Studious Sewing

sewing.student

Reveal 3. The Study Hall Skirt. When I was a kid, and sewing, my mom (the consumate 4-h seamstress) encouraged me to sew from patterns. Keep in mind I was likely not even ten yet, but I tried and became frustrated by the language and terms that where used that I had never heard before. The illustrations helped me more than the text, but sometimes they were more confusing. I can remember when I finally just stopped looking at the instructions, and instead looked at the pieces I had cut out. Cutting out was my favorite part because I knew I could do that. I loved the way it felt to push a straight pin through the delicate tissue then through the thickness of a few layers of fabric. It just felt right. Which was encouraging. But anyway. I looked at those funny shapes and started thinking about them in a new way. In a way that was maybe more like a young architect than a young sewer, and I eventually figured stuff out, and continued to sew pattern-free until I made my own patterns. My mom compared me to my aunts in Greece who would just take scissors to cloth and cut a dress pattern, knowing their daughters' sizes well enough to go free-form from the beginning. It was my most favorite comparison. It was the most inspiring comparison, no doubt.

study.hall.skirt

As I draft and write and illustrate this collection of patterns, I've thought so often of those young days standing at the long bar where we cut and pinned everything in our 70's style den. I try to keep my own memories of sewing being new in mind as I go, and sort of teach young me how to do it all again. The satisfaction of making it right. But not the pressure of making it right. I think that's the balance for lots of us who (wish to) pick up a needle nearly every day (if only, right?).

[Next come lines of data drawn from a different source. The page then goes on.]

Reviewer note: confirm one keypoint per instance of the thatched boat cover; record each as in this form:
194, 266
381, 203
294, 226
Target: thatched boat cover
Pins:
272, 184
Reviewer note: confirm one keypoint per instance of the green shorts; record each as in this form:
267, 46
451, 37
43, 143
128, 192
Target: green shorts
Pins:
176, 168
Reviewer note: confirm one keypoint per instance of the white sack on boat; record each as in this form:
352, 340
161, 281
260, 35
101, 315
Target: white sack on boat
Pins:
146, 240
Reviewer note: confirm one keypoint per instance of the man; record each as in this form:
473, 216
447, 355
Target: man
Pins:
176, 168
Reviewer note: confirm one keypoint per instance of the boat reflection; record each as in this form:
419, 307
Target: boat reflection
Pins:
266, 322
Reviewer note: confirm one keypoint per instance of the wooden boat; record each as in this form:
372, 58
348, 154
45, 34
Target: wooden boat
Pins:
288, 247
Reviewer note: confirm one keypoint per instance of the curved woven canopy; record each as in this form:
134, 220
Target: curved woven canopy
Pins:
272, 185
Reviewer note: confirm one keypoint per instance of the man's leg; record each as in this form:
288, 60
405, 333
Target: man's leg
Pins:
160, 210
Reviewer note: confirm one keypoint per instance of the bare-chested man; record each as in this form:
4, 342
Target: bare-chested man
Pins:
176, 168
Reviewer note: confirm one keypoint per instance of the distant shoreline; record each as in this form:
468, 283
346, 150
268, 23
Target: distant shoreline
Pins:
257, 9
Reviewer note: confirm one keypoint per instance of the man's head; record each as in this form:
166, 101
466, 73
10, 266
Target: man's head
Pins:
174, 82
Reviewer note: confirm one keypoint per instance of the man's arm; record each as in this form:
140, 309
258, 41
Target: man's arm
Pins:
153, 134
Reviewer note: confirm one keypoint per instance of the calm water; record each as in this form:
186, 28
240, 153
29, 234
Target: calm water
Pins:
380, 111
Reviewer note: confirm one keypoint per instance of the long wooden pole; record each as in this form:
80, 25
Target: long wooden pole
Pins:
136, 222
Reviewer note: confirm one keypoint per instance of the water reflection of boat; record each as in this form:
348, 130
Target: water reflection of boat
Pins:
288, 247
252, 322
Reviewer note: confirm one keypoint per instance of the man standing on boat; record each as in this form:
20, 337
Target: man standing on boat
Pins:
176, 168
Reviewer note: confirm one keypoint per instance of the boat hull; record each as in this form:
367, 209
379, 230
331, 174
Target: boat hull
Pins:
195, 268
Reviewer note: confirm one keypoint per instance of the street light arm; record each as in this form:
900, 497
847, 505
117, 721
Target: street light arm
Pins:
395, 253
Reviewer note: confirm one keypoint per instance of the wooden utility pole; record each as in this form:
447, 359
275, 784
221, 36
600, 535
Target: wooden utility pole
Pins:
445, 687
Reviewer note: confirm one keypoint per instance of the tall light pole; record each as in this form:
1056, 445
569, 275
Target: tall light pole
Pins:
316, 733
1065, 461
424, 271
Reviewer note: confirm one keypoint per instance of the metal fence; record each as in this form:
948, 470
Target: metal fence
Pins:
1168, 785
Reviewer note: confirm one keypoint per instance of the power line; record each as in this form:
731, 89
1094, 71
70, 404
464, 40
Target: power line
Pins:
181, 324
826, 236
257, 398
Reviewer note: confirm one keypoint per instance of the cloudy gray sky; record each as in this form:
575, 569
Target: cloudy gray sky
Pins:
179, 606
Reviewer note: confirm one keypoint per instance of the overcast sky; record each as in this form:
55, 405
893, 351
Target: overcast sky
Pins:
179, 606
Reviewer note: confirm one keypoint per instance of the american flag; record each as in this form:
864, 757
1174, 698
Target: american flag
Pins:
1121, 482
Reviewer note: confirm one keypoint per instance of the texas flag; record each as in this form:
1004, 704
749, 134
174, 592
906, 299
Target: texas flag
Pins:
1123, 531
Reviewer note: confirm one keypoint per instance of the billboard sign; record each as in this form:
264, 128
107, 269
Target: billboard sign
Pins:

But onto this pattern. Something else I learned VERY early in just getting dressed as a child was a disdain for waistbands. Any kind of waistbands. Elastic all the way around. Elastic just in the back. Didn't matter. I just wanted everything to sit at my upper hips, band free. Still do. Which is one of the reasons I made this skirt. My own, and I think several figure types are way more flattered by something that fits your hips well and leaves your waist alone. Isn't this why we always reach for our jeans? And this particular pattern also leaves your lower hip alone with flirty pleats front and back.

garden.study

Do you remember this little skirt from way back when? I have worn that skirt everywhere, and because of that, I knew that a form of it had to be a pattern. It always feels right to wear it. Like pushing pins through pattern tissue and fabric. Right. And I love the idea of doing fancy work on the front panel like the original, should you feel the need. Don't you?